Here’s one of many, many examples: I’ve always sucked at recognizing people I should have known. I once spent 2 or 3 minutes in conversation with a ‘stranger’ who’d simply approached me on the street. I thought he was just very friendly so I politely talked with him. After a couple minutes I figured the polite thing to do was ask his name. He responded with a shocked, perhaps offended look, before telling me. The ‘stranger’ whom I had ‘never met before’ was a long time family friend whom I had met many times before. He was also our town’s mayor and even if I didn’t know him personally I had seen him in the paper or on the tv many times too. This is not to say that I had forgotten him or who he was. Nothing of the sort. I simply could not recognize him by looking at his face.

Another example: A friend was showing me photographs he had taken at an event only a week previously. I pointed to one of the pictures and asked who that was, not recognizing the woman at all. My friend looked at me sort of lost, not knowing what to say. After a few more seconds I realized that the stranger I was pointing at, was me!
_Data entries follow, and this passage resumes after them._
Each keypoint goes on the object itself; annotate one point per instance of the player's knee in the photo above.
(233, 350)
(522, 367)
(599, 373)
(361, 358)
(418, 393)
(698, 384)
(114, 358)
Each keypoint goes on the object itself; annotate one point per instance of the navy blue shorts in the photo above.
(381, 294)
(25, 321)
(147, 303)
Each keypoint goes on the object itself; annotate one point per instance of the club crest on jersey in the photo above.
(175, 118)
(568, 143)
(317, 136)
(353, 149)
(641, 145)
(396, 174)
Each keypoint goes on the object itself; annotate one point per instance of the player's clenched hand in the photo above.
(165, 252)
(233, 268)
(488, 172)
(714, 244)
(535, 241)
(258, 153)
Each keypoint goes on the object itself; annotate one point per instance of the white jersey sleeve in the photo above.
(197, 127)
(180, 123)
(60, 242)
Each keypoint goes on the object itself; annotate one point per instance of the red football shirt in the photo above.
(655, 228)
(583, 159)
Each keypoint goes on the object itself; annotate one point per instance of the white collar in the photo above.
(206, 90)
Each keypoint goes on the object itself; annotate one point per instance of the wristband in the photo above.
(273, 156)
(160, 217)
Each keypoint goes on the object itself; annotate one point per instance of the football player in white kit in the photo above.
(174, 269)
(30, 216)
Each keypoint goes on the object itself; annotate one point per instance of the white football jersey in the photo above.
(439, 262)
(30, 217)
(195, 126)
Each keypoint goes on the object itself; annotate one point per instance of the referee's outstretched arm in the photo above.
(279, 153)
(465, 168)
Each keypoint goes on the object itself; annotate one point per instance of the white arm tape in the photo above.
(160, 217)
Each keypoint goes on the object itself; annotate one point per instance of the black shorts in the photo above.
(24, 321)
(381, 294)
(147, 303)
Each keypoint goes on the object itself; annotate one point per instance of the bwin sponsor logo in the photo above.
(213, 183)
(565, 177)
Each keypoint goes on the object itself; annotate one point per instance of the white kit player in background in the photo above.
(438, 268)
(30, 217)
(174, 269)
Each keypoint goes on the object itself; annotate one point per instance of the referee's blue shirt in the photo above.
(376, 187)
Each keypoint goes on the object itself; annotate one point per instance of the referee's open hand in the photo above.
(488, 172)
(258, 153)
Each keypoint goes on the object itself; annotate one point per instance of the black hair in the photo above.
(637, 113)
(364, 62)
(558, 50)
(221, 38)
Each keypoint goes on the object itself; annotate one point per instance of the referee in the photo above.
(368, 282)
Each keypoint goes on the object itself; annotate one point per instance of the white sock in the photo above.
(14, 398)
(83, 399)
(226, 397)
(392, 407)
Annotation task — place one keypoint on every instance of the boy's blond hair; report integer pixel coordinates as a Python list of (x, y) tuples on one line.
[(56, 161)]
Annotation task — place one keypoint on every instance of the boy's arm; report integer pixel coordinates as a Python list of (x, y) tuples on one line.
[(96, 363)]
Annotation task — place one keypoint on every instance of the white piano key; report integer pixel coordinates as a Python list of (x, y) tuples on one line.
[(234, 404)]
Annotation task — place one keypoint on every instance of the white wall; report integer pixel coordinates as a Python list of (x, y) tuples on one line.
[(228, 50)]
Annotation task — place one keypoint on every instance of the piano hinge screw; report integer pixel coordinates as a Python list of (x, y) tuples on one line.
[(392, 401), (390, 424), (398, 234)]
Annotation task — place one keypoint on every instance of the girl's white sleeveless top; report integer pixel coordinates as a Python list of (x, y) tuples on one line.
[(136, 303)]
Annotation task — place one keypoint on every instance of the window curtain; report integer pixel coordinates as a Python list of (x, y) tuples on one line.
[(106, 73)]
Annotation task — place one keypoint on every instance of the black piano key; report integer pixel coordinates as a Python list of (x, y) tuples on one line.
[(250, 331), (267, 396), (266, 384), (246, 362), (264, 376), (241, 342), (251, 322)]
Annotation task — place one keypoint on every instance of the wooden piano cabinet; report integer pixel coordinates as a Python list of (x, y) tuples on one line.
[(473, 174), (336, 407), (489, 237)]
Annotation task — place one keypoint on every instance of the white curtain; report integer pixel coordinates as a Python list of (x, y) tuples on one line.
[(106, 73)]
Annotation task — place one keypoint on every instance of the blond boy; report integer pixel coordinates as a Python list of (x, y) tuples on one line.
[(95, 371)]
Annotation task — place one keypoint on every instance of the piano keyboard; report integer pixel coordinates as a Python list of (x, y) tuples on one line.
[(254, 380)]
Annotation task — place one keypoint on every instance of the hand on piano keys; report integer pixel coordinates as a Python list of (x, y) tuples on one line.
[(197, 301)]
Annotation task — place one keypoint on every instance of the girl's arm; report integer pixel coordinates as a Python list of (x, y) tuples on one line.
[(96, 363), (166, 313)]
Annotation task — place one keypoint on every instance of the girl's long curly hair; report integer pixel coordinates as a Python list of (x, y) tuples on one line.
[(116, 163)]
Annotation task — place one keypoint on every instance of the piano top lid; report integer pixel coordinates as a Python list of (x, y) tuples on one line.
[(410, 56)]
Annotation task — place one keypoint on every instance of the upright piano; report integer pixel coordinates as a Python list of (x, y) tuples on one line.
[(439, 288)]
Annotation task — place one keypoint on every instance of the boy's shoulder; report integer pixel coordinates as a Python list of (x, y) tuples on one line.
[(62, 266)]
Another example: Went to a get-together, met someone interesting, and spent the evening talking with her about all kinds of stuff. After the get-together was over, we ended up talking another hour or so while standing outside next to our cars. Probably spent about 6 or 7 hours in total, at the get-together then afterwards, in this person’s presence. A week later when I encountered the person again, I had no idea they’re the one I’d had such a great evening talking with. I remembered the night, remembered the conversation, but had no memory of the face, of who it was. In fact it wasn’t till years later that I was talking with ‘someone else’ about something else and she mentioned in passing, that she remembered what a good conversation that was that we’d had, lasting so long out in the parking lot. I was stunned to realize it was her, stunned that I didn’t remember it had been her, but of course I’d learned long before, never to let on about such ‘blunders’. People are often offended when they feel that they have been ‘forgotten’.

I could go on with many other similar stories, but they’re similar so it’s not really necessary. The point is, I do not recognize people by their faces. I look at hair, at height, at outline (body shape), at clothes, at movement, and listen to voices. And the biggest thing for me is context. I meet work people at work environments, family at family settings, and friends at wherever we congregate. If someone turns up out of context, like a business acquaintence at the mall, I will almost certainly not recognize them, and simply walk on past as if they were a stranger. Unless they call out or the sort, then depending on how well I know them, I might recognize them, or I might have a brief friendly conversation then walk away wondering who they were.

Fortunately my Prosopagnosia is not extreem – I can recognize my immediate family and close friends almost all of the time. Although if I had arranged to meet, say, my parents at a restaurant or mall or something, until I actually find them I have always had a lot of anxiety that I’d be unable to spot them. And when looking for them, or anyone, I tend to really have to study everybody to find the ones I’m looking for. Until I knew about Prosopagnosia, I was very troubled by the fact that I couldn’t actually remember what my immediate family or closest friends look like – I mean, I can’t close my eyes and visualize their faces. Now I know why.

Anyhow, without further rambling, here’s two more websites about the condition:

Prosopagnosia.com is another good site with real-life experiences and some pages that try to illustrate what the condition is like, so normal folks can get a better grasp of it.

Prosopagnosia – My Favorite Word has a FAQ and some additional information about the condition.

There are already a lot of great resources on the net by Prosopagnosics about the disorder, and I have not yet decided whether or not I’m going to put together my own page too. For now, I’ll just stick with what I’ve put in my blog here about it. At the moment I don’t think I have anything new to add, having only just learned that a problem I’ve lived with all my life is actually a known medical condition, rather than just some unique failing in my character.